As anyone who has gone through divorce can tell you, the process of ending a marriage is difficult on everyone.
Both sides are constantly in a place of uncertainty since neither has any idea how the whole ordeal will play out, which is a very stressful position. Your spouse who has always been at your side is now the opponent, and that inevitably leads to serious conflict. Arguments are bound to come up more frequently, which leads to feelings of bitterness and resentment.
What is easy to forget during this emotional roller coaster when you are focusing on getting the best possible settlement once everything is done is how this process affects your kids. This is especially true when your children are young, and something I had to constantly think about when I went through my divorce.
As much stress as you and your spouse feel while going through divorce, your kids will be feeling an equal amount of pressure. It is you and your spouse’s responsibility FIRST AND FOREMOST to reduce the burden the divorce has on your children.
The biggest way you can achieve this goal is by avoiding conflict when your kids are present. Yes, arguments are inevitable. But you need to show restraint if your kids are around, even if they are in a different room.
Having your children witness fights between you and your soon-to-be ex will only serve to significantly increase the stress of transitioning to a divorced family.
Another important thing to understand is how trash talking your spouse to your kids affects them during and after the divorce.

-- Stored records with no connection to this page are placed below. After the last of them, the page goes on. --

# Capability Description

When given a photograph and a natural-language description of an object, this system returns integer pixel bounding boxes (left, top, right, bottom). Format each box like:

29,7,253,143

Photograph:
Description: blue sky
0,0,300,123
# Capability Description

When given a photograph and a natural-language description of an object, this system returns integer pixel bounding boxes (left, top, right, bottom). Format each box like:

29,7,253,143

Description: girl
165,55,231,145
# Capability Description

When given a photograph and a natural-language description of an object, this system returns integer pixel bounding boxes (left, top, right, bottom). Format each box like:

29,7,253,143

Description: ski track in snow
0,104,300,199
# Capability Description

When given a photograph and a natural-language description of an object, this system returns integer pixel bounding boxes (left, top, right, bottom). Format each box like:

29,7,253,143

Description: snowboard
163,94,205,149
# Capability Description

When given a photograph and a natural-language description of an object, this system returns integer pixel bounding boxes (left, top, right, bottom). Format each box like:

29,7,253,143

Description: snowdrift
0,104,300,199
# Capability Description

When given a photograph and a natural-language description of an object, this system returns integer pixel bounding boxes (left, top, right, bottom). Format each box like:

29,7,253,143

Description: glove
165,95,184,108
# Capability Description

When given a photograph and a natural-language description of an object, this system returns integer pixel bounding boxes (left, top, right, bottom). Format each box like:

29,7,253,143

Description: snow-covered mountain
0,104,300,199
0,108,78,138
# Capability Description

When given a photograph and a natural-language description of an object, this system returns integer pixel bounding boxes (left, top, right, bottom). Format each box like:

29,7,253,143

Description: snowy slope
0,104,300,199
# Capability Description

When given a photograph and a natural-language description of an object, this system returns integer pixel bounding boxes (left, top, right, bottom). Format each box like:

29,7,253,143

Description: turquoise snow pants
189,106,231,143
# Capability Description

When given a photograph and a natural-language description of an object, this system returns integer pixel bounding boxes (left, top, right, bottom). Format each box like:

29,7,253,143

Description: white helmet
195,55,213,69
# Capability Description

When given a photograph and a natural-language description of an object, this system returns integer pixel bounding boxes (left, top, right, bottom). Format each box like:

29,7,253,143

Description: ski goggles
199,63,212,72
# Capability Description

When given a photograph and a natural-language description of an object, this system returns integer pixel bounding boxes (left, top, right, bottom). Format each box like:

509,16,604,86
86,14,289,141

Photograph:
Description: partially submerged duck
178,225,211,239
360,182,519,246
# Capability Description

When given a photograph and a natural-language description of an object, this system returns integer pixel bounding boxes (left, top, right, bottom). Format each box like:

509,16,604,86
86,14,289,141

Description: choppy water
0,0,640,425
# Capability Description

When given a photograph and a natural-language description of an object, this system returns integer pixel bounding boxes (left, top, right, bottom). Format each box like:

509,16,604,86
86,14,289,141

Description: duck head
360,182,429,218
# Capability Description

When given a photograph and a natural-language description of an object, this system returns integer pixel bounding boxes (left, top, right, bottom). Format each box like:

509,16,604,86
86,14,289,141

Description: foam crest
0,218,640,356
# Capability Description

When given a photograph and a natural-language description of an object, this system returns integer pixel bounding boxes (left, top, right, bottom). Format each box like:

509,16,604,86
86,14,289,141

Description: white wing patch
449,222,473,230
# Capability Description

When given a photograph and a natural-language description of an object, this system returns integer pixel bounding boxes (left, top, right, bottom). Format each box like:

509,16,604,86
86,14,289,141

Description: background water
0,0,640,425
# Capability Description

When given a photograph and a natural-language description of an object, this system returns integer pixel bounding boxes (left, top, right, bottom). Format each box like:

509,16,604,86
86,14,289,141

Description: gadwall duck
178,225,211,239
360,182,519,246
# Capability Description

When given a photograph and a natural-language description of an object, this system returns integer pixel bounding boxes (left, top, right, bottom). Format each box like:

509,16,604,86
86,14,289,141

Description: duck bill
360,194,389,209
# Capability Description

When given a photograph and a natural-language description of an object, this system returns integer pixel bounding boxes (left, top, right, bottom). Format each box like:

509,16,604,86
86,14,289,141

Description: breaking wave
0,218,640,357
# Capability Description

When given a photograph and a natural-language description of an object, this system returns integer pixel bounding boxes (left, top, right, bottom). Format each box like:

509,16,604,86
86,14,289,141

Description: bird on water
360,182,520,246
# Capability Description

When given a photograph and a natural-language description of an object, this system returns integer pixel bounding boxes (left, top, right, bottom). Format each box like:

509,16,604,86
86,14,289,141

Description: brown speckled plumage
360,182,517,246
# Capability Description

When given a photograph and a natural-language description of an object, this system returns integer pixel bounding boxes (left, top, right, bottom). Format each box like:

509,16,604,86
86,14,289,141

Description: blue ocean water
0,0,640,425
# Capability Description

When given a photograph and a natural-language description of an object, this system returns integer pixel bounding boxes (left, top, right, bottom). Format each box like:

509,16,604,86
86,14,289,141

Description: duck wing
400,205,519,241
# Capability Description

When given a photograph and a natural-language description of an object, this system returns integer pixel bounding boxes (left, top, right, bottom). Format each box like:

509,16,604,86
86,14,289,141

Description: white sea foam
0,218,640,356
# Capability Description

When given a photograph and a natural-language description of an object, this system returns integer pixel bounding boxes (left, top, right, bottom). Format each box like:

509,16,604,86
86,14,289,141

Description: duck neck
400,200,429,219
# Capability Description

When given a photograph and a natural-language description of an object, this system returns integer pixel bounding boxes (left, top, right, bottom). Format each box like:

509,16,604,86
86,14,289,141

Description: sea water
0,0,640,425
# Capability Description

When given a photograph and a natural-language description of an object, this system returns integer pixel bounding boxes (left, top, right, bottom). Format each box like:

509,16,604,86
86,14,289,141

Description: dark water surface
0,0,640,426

You may not get along with your spouse. Heck, you may even flat out dislike him/her now. But that does not mean your children feel the same way. They will still love mom and dad just the same. Even seemingly innocent or offhand comments can create an internal struggle for them as they are trying to cope with the new situation. It is extremely harmful to impose your own feelings about your spouse on your children, especially if they are young.
You and your spouse must also reassure your kids that the divorce is not their fault. This may seem like a no-brainer to adults, but for a young child struggling to understand why mommy and daddy aren’t going to live together anymore, it is easy for them to place the blame on their own shoulders.
Finally, a good divorce lawyer, such as the attorneys of Cordell & Cordell, can help make all the difference in reducing the amount of conflict you and your spouse go through. This is very beneficial since the attorneys can play middleman during your negotiations, reducing the amount of face-to-face confrontations between you and your spouse.
Obviously, divorce is a difficult transition full of negativity for everyone involved, which unfortunately includes your innocent children. It is your responsibility as parents to do everything you can to shield your kids from the conflict in divorce to decrease the stress they feel from this process and improve their transition to the new family structure.